Below shows how to bootstrap OpenCL programming in Mac OS X with the boilerplates included.
Compile
OpenCL is supported by clang
compiler, with OpenCL framework:
$ clang -framework opencl -o helloworld helloworld.c
Macros to make your life easier
Error checking macros to guard against failures (opencl-helper.h
)
/* helper.h - OpenCL helper macros
* Copyright 2010 (c) Adrian Sai-wah Tam <adrian.sw.tam@gmail.com>
* Released under GNU LGPL.
*/
#ifndef __OPENCL_HELPER_MACROS__
#define __OPENCL_HELPER_MACROS__
#include <stdio.h>
#include <stdlib.h>
#include <OpenCL/opencl.h>
#define CL_WRAPPER(FUNC) \
{ \
cl_int err = FUNC; \
if (err != CL_SUCCESS) { \
fprintf(stderr, "Error %d executing %s on %s:%d (%s)\n", \
err, #FUNC, __FILE__, __LINE__, cl_error_to_str(err)); \
abort(); \
}; \
}
/* The following macro assumes the assignment will store the error code to err */
int err; // error code returned from api calls
#define CL_ASSIGN(ASSIGNMENT) \
{ \
ASSIGNMENT; \
if (err != CL_SUCCESS) { \
fprintf(stderr, "Error %d executing %s on %s:%d (%s)\n", \
err, #ASSIGNMENT, __FILE__, __LINE__, cl_error_to_str(err)); \
abort(); \
}; \
}
const char *cl_error_to_str(cl_int e)
{
switch (e) {
case CL_SUCCESS: return "success";
case CL_DEVICE_NOT_FOUND: return "device not found";
case CL_DEVICE_NOT_AVAILABLE: return "device not available";
#if !(defined(CL_PLATFORM_NVIDIA) && CL_PLATFORM_NVIDIA == 0x3001)

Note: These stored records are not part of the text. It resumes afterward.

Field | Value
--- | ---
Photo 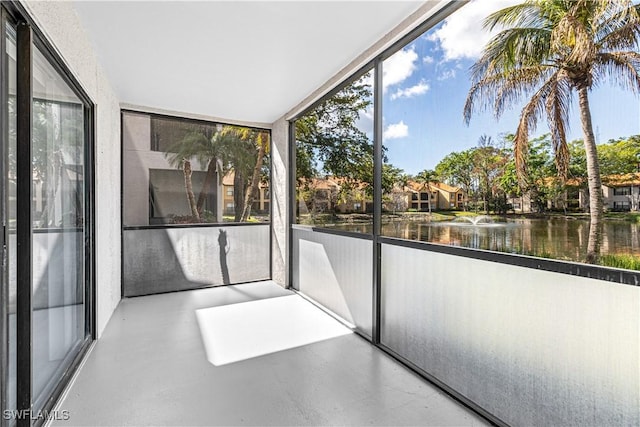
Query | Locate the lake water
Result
[335,218,640,262]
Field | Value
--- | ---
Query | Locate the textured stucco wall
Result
[23,1,122,337]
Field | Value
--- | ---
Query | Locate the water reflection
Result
[336,218,640,262]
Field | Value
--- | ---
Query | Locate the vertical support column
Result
[286,121,298,288]
[0,13,9,427]
[269,118,291,287]
[16,22,33,427]
[371,59,383,344]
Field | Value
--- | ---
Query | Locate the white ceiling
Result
[74,1,424,123]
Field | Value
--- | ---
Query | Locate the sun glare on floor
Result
[196,295,352,366]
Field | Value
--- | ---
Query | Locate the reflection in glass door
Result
[0,17,16,424]
[31,44,88,411]
[0,10,93,427]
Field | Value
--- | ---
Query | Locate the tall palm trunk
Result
[241,141,267,222]
[196,157,219,222]
[578,87,603,264]
[182,159,200,221]
[233,169,246,222]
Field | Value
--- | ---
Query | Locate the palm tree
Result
[219,125,269,222]
[416,169,439,214]
[165,125,223,221]
[464,0,640,263]
[240,128,269,222]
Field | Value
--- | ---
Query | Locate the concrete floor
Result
[53,282,488,426]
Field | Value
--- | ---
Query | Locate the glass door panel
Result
[5,17,16,424]
[31,43,87,411]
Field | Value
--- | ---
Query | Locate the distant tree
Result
[464,0,640,263]
[295,74,373,212]
[598,135,640,176]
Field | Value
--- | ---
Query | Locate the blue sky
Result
[362,0,640,174]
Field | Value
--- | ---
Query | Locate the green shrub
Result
[600,254,640,270]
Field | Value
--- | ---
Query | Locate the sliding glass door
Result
[0,13,17,424]
[31,36,88,410]
[0,5,93,426]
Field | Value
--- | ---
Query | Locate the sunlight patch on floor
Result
[196,295,352,366]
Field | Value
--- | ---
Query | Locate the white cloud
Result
[429,0,522,60]
[382,120,409,140]
[391,80,429,99]
[382,46,418,90]
[438,68,456,81]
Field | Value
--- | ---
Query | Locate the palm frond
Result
[545,73,571,182]
[513,73,564,187]
[483,0,547,30]
[593,51,640,93]
[463,65,555,123]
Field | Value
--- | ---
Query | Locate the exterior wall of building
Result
[602,185,640,211]
[24,2,122,337]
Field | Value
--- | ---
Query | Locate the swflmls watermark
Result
[2,409,71,421]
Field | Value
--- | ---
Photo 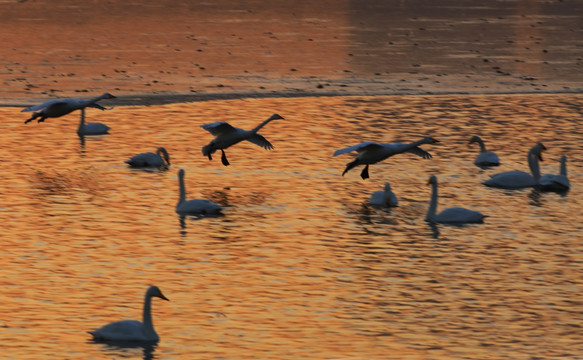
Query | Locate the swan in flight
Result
[538,155,571,191]
[333,137,439,180]
[89,286,170,343]
[482,142,547,189]
[77,108,111,137]
[369,182,399,207]
[469,136,500,168]
[201,114,283,166]
[425,175,486,224]
[176,169,223,215]
[22,93,115,124]
[125,147,170,168]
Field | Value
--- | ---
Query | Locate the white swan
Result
[77,108,111,137]
[369,182,399,207]
[469,136,500,167]
[176,169,223,215]
[89,286,170,342]
[425,175,486,224]
[538,155,571,191]
[333,137,439,179]
[22,93,115,124]
[201,114,283,166]
[482,142,546,189]
[125,147,170,168]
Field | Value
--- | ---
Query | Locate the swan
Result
[201,114,283,166]
[77,108,111,137]
[125,147,170,168]
[22,93,115,124]
[468,136,500,167]
[333,137,439,180]
[89,286,170,342]
[369,182,399,207]
[538,155,571,191]
[425,175,486,224]
[176,169,223,215]
[482,142,546,189]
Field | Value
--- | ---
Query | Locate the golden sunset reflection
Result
[0,94,583,359]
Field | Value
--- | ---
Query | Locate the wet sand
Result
[0,0,583,106]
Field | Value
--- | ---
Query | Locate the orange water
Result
[0,95,583,359]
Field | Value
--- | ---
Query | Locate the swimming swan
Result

case CL_COMPILER_NOT_AVAILABLE: return "device compiler not available";
#endif
case CL_MEM_OBJECT_ALLOCATION_FAILURE: return "mem object allocation failure";
case CL_OUT_OF_RESOURCES: return "out of resources";
case CL_OUT_OF_HOST_MEMORY: return "out of host memory";
case CL_PROFILING_INFO_NOT_AVAILABLE: return "profiling info not available";
case CL_MEM_COPY_OVERLAP: return "mem copy overlap";
case CL_IMAGE_FORMAT_MISMATCH: return "image format mismatch";
case CL_IMAGE_FORMAT_NOT_SUPPORTED: return "image format not supported";
case CL_BUILD_PROGRAM_FAILURE: return "build program failure";
case CL_MAP_FAILURE: return "map failure";
case CL_INVALID_VALUE: return "invalid value";
case CL_INVALID_DEVICE_TYPE: return "invalid device type";
case CL_INVALID_PLATFORM: return "invalid platform";
case CL_INVALID_DEVICE: return "invalid device";
case CL_INVALID_CONTEXT: return "invalid context";
case CL_INVALID_QUEUE_PROPERTIES: return "invalid queue properties";
case CL_INVALID_COMMAND_QUEUE: return "invalid command queue";
case CL_INVALID_HOST_PTR: return "invalid host ptr";
case CL_INVALID_MEM_OBJECT: return "invalid mem object";
case CL_INVALID_IMAGE_FORMAT_DESCRIPTOR: return "invalid image format descriptor";
case CL_INVALID_IMAGE_SIZE: return "invalid image size";
case CL_INVALID_SAMPLER: return "invalid sampler";
case CL_INVALID_BINARY: return "invalid binary";
case CL_INVALID_BUILD_OPTIONS: return "invalid build options";
case CL_INVALID_PROGRAM: return "invalid program";
case CL_INVALID_PROGRAM_EXECUTABLE: return "invalid program executable";
case CL_INVALID_KERNEL_NAME: return "invalid kernel name";
case CL_INVALID_KERNEL_DEFINITION: return "invalid kernel definition";
case CL_INVALID_KERNEL: return "invalid kernel";
case CL_INVALID_ARG_INDEX: return "invalid arg index";
case CL_INVALID_ARG_VALUE: return "invalid arg value";
case CL_INVALID_ARG_SIZE: return "invalid arg size";
case CL_INVALID_KERNEL_ARGS: return "invalid kernel args";
case CL_INVALID_WORK_DIMENSION: return "invalid work dimension";
case CL_INVALID_WORK_GROUP_SIZE: return "invalid work group size";
case CL_INVALID_WORK_ITEM_SIZE: return "invalid work item size";
case CL_INVALID_GLOBAL_OFFSET: return "invalid global offset";
case CL_INVALID_EVENT_WAIT_LIST: return "invalid event wait list";
case CL_INVALID_EVENT: return "invalid event";
case CL_INVALID_OPERATION: return "invalid operation";
case CL_INVALID_GL_OBJECT: return "invalid gl object";
case CL_INVALID_BUFFER_SIZE: return "invalid buffer size";
case CL_INVALID_MIP_LEVEL: return "invalid mip level";
#if defined(cl_khr_gl_sharing) && (cl_khr_gl_sharing >= 1)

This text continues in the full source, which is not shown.